I have a dataset with 10 input categorical features and one output categorical feature with class 0 and 1. X_train follows a 3D array so I have done label encoding beforehand on the dataset.
I have applied categorical_crossentropy but I am getting 26% accuracy with activation function sigmoid. When I apply binary_crossentropy, the accuracy drastically increased to 98%.

model = Sequential()
model.add(LSTM(256, input_shape=(n_timesteps,n_features),recurrent_activation='hard_sigmoid'))
model.add(Dense(16))
model.add(Dense(n_outputs, activation='sigmoid'))
model.compile(loss='binary_crossentropy', optimizer='adam', metrics=['accuracy'])

and dataset is divided as:

X_train:  (430000, 5, 10)
y_train:  (430000, 1)

Best Answer

There are circumstances when the two losses are equivalent, but those circumstances do not exist in OP's code.

In a comment, OP writes that they only have one output neuron.

With 1 output neuron and binary cross-entropy, the model outputs a single value $p$ abd loss for one example is computed as

$$ L_b = -y \log p - (1 - y) \log (1 - p), $$ which is the correct way to compute the loss.

However, with 1 output neuron and categorical cross-entropy, the loss is computed as

$$ L_c = -y \log p $$

which is clearly different because it fixes $(1-y) \log(1-p)=0$. This loss is obviously bogus because it is minimized at $L_c = 0$ by setting $p=1$ regardless of the input, resulting in a totally useless model.

To use categorical cross-entropy correctly, OP needs to make these changes

  • use $k$ output neurons (one for each of the $k$ classes).

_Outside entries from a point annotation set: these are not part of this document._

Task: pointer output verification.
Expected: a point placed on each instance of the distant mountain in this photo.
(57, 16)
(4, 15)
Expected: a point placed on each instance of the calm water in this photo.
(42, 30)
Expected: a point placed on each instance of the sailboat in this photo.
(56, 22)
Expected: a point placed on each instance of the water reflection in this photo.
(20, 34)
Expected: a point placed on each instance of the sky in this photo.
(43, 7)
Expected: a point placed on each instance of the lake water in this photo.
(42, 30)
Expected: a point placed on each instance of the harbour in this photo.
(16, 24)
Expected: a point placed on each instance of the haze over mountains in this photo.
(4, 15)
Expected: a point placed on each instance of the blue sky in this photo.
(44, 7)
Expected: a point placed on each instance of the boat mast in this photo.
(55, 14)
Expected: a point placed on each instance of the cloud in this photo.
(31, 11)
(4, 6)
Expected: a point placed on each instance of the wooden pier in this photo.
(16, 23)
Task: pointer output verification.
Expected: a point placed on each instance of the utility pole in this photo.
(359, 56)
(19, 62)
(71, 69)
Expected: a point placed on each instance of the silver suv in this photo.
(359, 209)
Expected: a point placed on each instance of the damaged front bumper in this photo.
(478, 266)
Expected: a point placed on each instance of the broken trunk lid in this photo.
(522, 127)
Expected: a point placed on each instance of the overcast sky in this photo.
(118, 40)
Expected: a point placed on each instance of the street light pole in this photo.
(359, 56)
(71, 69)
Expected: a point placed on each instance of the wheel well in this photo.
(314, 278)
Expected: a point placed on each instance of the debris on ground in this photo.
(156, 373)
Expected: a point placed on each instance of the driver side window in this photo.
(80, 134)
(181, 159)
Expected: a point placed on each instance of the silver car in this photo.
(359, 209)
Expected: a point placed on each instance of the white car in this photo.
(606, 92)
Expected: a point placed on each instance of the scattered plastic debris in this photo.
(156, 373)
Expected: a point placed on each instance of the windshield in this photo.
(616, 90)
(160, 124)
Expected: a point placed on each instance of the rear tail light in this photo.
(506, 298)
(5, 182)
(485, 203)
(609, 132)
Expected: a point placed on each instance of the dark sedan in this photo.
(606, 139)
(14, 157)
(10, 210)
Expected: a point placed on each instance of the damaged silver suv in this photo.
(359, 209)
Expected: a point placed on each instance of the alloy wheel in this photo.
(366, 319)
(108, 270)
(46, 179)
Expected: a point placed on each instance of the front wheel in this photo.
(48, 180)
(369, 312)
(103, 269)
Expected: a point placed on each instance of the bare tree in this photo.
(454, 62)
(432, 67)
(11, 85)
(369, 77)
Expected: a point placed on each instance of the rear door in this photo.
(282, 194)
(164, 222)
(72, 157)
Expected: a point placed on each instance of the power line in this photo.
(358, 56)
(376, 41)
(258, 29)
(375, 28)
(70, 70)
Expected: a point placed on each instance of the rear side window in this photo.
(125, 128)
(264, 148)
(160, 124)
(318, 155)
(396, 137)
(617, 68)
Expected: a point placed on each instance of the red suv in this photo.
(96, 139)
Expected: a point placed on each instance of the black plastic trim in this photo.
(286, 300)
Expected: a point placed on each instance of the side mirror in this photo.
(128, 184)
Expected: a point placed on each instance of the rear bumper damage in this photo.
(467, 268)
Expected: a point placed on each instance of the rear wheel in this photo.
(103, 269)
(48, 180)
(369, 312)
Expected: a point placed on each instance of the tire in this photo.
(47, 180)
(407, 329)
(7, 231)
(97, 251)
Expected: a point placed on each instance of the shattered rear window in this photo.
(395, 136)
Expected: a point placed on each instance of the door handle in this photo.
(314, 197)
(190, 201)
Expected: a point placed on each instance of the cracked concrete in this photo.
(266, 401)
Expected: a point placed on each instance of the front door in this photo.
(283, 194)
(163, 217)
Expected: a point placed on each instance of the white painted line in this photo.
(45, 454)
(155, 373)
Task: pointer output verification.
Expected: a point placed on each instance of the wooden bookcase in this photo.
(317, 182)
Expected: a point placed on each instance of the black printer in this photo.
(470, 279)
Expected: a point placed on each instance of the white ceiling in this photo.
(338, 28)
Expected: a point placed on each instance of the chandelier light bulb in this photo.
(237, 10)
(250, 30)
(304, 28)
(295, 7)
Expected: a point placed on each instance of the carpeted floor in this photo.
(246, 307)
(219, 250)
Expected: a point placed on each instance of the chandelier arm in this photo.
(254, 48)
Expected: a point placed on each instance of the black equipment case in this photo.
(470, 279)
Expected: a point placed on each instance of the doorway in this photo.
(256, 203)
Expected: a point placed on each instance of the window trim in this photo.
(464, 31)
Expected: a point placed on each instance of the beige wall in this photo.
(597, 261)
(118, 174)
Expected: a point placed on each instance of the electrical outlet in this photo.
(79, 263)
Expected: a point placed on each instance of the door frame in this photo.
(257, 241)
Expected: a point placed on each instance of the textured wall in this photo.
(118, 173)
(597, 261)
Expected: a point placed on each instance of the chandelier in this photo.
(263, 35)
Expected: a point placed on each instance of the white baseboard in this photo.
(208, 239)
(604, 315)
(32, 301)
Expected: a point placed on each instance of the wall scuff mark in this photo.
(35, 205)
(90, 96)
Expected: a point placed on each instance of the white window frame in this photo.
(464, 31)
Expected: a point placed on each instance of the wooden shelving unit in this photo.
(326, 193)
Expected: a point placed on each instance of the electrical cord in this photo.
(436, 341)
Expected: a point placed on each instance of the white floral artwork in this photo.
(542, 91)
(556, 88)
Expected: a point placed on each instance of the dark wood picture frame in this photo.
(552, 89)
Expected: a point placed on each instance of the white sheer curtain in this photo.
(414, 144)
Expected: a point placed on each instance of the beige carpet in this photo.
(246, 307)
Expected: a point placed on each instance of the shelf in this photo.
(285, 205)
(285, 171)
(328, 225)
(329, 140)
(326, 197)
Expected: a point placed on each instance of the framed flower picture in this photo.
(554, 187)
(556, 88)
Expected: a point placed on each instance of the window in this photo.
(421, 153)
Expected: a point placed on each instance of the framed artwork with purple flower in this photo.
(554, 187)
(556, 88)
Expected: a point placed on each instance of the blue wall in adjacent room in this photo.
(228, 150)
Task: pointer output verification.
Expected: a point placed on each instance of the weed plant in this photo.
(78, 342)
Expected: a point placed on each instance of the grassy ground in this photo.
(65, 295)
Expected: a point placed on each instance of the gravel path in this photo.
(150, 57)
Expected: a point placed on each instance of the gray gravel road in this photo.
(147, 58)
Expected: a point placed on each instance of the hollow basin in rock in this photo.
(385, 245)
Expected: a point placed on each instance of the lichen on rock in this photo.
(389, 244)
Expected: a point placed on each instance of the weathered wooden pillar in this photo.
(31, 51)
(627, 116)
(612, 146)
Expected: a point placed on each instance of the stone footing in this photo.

In OP's particular case, $k=2$
  • these output neurons need to be a probability vector: the neurons sum to 1 for all inputs, and all values are non-negative. The standard way to do this is to use a softmax activation in the output layer.

After making these changes, the loss will be computed correctly when using categorical cross-entropy. This is because what we want to have is the model outputs $p_1, p_2$ so that the loss is

$$ L_c = -y \log p_1 - (1 - y) \log p_2 $$

where $ 0 \le p_i \le 1$ and $p_1 + p_2 = 1$. In this setting, it's simple algebra to show that $L_c = L_b$, as desired.